The Art of Warfare (TAW) is made up of two main branches: Army and Operations Support. The leaders of both branches report to the Commander in Chief of TAW. With the exception of the Commander in Chief position, every level of TAW has two leaders that work together as a team to ensure good communication and support. The Army branch is the main branch of TAW and contains most of the membership. This branch focuses on all gaming for TAW. The Army branch has two senior leaders responsible for the entirety of Army, the Army Commander and Army Lieutenant Commander. Reporting to these leaders are a number of Corps Commanders and Lieutenant Corps Commanders. These leaders supervise the TAW Corps. Each Corps contains a number of divisions, which are the individual gaming units of TAW. If you join TAW, you will become a member of an Army division.The Operations Support branch is the smaller of the two TAW branches. This branch focuses on all of the support activities for TAW. Operations Support manages the TAW.net website, Teamspeak, Treasury and coordinates all other activities that help the day-to-day running of TAW. The Operations Support branch has two senior leaders responsible for the entirety of Operations Support called the Support Commander and Support Lieutenant Commander.
A common misunderstanding within TAW is what exactly the chain of command is and how it works. So, what is it? A chain of command is just that, a chain of commanders who oversee everyone under them in the chain. Not every leadership position is directly part of the chain of command, however, which is a common misconception.

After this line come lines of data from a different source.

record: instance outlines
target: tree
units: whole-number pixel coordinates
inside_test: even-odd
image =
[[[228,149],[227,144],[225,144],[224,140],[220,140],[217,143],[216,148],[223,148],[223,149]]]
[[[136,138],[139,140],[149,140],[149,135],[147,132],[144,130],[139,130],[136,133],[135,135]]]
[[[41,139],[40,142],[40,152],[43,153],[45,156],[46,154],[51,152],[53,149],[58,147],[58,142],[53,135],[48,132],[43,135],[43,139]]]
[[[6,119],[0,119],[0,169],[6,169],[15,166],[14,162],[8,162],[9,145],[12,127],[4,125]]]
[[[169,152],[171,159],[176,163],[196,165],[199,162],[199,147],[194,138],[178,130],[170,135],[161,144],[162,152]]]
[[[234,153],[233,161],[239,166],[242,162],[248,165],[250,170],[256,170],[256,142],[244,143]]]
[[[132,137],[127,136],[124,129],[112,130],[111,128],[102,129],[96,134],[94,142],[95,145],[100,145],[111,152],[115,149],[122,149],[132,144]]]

For example, a Staff Officer oversees the drill instructor office, but they only have temporary command over them given by the chain of command and TAW policy so they can make sure a drill instructor is doing their job correctly and that onboarding is taken care of. If a drill instructor or even a Staff Officer were to have an issue with someone in their battalion (not related to their job) they would need to report it to their chain of command, which starts with their Squad Leader (when applicable).
Note: Sometimes the very first chain in the chain of command can be different depending on the division you're in. Some divisions do not use squads or Squad Leaders and many do not use Platoon Leaders despite platoons being guaranteed in any division. In the event that might be true for your current division, you should still approach the first chain that is applicable to you. If there is no Squad Leader, you approach your Platoon Leader. If you're missing both, you then have to jump to your Commanding Officer.
When trying to get a issue taken care of by someone in your chain of command, you should always include whoever is part of that commander's office. For example, should you need to talk to your Division Commander about an issue, you should also include the Division Officer because they support each other and often discuss a situation together. While the DC has the final say in ever circumstance, often the DO will be given the power by the DC to handle certain issues themselves.
If for some reason there is an issue with someone in your chain of command you can jump to the next person in line. For example, if your Platoon Leader is acting up and you have no Squad Leader to handle the situation for you or they refuse/don't handle it properly, you need to approach your Commanding Officer with the problem instead.